A) Find Dy/Dx in terms of t
I got tan(t)
B) Find all values of t where the curve has a horizontal tangent.
I got (+-)(pi)(n)
C) Find all values of t where the curve has a vertical tangent.
I got (pi/2)(+-)(pi)(n)
D) Write an integral that represents the arc length of the curve on the interval 0 ≤ t ≤ 2π. Evaluate the integral
I'm kind of confused on this?
recall that the arc length is
s = ∫[0,2π] √(dx/dt)^2 + (dy/dt)^2) dt
= ∫[0,2π] √(cos^2t + sin^2t) dt
= ∫[0,2π] 1 dt
= 2π
surprised? Note that this is just the circle of radius 1 with center at (2,1)
x=2+sint and y=1-cost
x-2 = sint, y-1 = -cost
(x-2)^2 + (y-1)^2 = sin^2t + cos^2t = 1
To find the arc length of a curve represented by parametric equations, you can use the integral of the square root of the sum of the squares of the derivatives of x(t) and y(t) with respect to t.

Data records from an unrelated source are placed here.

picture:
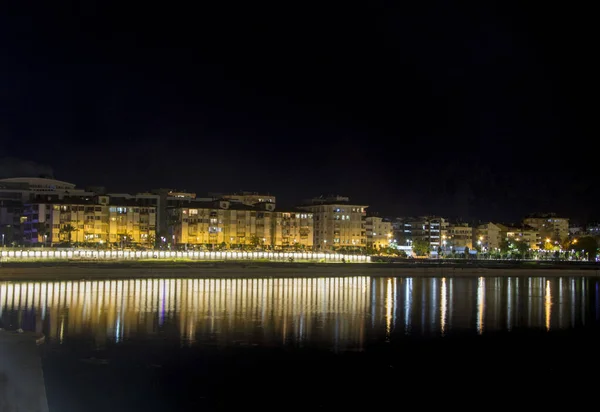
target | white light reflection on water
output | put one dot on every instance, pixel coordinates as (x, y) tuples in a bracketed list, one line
[(443, 307), (480, 304), (548, 304), (408, 297), (340, 312), (509, 306), (388, 309)]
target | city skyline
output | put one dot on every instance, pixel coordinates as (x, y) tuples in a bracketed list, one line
[(289, 204), (469, 111)]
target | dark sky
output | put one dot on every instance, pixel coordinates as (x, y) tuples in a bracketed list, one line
[(455, 108)]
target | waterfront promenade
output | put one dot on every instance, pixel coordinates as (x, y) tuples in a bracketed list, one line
[(120, 269)]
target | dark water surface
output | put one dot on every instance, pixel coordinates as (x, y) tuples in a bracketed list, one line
[(310, 343)]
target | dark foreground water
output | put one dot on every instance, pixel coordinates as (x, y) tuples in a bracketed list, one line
[(312, 343)]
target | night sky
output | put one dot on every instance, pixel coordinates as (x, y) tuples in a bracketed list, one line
[(464, 110)]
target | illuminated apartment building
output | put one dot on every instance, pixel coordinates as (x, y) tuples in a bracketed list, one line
[(549, 225), (424, 228), (225, 223), (526, 234), (249, 198), (379, 232), (459, 235), (88, 220), (294, 229), (337, 223)]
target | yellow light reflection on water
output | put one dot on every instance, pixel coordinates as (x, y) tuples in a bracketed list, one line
[(548, 304), (443, 307), (388, 309), (480, 304)]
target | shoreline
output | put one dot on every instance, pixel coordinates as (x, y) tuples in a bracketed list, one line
[(81, 270)]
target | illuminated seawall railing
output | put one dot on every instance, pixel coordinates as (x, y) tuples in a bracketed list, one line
[(7, 255)]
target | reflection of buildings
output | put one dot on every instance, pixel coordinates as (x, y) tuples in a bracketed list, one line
[(438, 306), (222, 311), (340, 312)]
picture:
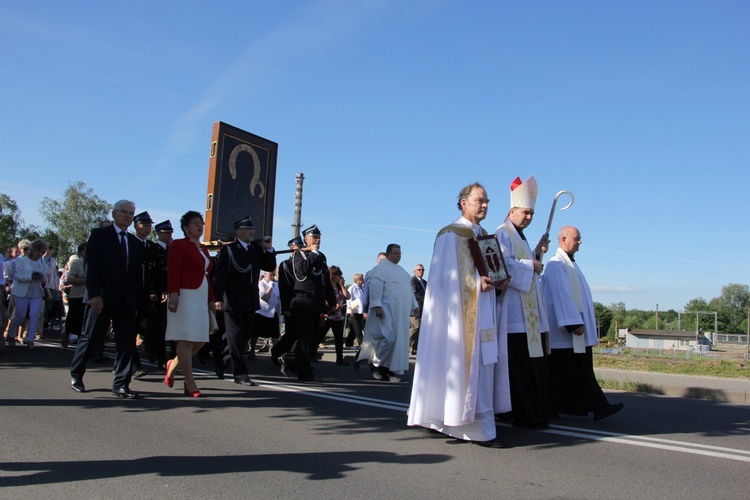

For the given curve with parametric equations x(t) = 2 + sin(t) and y(t) = 1 - cos(t), we can find the derivatives dx/dt and dy/dt and then substitute them into the arc length formula.
Step 1: Find dx/dt and dy/dt
dx/dt = cos(t)
dy/dt = sin(t)
Step 2: Find (dx/dt)^2 and (dy/dt)^2
(dx/dt)^2 = cos^2(t)
(dy/dt)^2 = sin^2(t)
Step 3: Find the integral
The integral representing the arc length is given by:
∫ [sqrt((dx/dt)^2 + (dy/dt)^2)] dt
Substituting the values we obtained:
∫ [sqrt(cos^2(t) + sin^2(t))] dt
Since cos^2(t) + sin^2(t) = 1, the integral simplifies to:
∫ [sqrt(1)] dt
Simplifying further, the integral becomes:
∫ dt
Evaluating the integral from t = 0 to 2π:
∫ dt = t | from 0 to 2π
= 2π - 0
= 2π
Therefore, the arc length of the given curve on the interval 0 ≤ t ≤ 2π is 2π.